Interpersonal protocols are kind of like network protocols. There's some sense of good and bad design around them, but no objective morality involved, just what works. Genuinely insulting people you like is kind of like trying to use your own personal communication standard with some shaky design choices on a public network; both ineffective at communication and capable of ruining someone else's day. Whether effectiveness and human utility are moral is above my pay grade, but encouraging good protocols is worth doing.

(This example may or may not be drawn from my garbage fire of a morning. Hope everyone else is having a good day, and (sysadmin voice) is networking considerately!)

"This is because it is actually wrong to insult your friends. I don't have to set the explicit "don't insult me" boundary; it is understood. "

This could either be someone saying that insulting your friends is against the magical laws that are baked into the fabric of reality, or it could be someone saying that insulting your friends is a action which produces low quality outcomes in most situations, with most reward functions.

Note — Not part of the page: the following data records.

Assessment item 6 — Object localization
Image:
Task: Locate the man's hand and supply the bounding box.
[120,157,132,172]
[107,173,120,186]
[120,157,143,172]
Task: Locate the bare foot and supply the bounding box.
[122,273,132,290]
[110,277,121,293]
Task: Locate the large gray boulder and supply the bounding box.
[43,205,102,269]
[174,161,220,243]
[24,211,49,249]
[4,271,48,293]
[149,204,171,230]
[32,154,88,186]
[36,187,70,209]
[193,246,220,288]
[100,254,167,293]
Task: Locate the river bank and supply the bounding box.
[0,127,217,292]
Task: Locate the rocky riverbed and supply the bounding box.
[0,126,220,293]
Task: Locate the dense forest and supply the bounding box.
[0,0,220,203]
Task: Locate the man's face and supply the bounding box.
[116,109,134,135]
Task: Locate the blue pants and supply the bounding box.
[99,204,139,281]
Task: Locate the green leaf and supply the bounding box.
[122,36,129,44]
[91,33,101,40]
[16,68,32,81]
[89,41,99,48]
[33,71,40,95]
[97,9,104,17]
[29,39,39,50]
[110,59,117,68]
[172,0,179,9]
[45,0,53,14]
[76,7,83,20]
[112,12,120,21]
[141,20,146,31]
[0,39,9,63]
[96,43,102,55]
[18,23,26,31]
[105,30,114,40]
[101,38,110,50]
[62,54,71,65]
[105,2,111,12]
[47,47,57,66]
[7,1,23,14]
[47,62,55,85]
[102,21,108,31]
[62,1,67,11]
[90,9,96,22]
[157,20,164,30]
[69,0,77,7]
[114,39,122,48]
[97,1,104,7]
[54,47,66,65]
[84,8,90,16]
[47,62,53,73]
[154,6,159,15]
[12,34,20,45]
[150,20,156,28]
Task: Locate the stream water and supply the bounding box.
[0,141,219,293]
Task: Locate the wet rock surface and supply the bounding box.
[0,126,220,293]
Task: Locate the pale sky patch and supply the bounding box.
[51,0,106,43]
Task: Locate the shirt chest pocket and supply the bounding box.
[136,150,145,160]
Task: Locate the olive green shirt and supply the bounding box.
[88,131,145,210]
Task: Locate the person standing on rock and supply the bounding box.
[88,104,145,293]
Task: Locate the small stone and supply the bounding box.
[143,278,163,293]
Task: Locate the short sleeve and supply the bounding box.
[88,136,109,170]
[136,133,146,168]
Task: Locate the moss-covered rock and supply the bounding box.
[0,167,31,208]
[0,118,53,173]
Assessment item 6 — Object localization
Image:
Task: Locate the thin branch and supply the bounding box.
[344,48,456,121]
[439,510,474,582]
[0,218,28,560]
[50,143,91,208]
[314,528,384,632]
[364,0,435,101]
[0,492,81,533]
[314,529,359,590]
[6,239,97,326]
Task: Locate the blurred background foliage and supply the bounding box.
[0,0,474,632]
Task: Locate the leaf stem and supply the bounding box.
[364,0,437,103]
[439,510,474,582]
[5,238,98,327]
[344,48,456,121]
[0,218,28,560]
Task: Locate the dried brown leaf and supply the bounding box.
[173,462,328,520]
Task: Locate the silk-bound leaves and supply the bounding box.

Based on how ozy writes and the fact that they frequent LW, I'd be willing to bet it's the second one. They just haven't made it super explicit attempt to avoid language that sounds sort of like moral objectivism.

Human ethics aren't that divergent. There is a fact of the matter about what (WEIRD) humans generally consider to be wrong, and I think it is pretty clear that "seriously non-jokingly insulting your friends" falls into that category.

If a reader is like "actually, my value system implies I should deliberately try to hurt the feelings of people I like," I suspect they won't get much out of my blog posts.

The author does not belive in an objective morality, but the author does have strong preferences about how the world ought to be.

And why should anyone else care about his preferences?

For example, if I were friends with someone and they decided to tell me my hair was ugly, my blog is stupid,
This is because it is actually wrong to insult your friends.

What does it mean for something to be actually wrong? And how would one go about finding out which things those are? Does it matter if your hair is in fact ugly, or your blog is in fact stupid? (BTW, it is in fact stupid.)

For example, a lot more people believe that it is actually wrong to have sex outside of marriage then would agree with whatever your ideas about what's actually wrong happen to be.

In fact, this whole blog post strikes me as a case of you having the distorted belief that you deserve to not have to face reality or have any one do or say anything that makes you feel bad.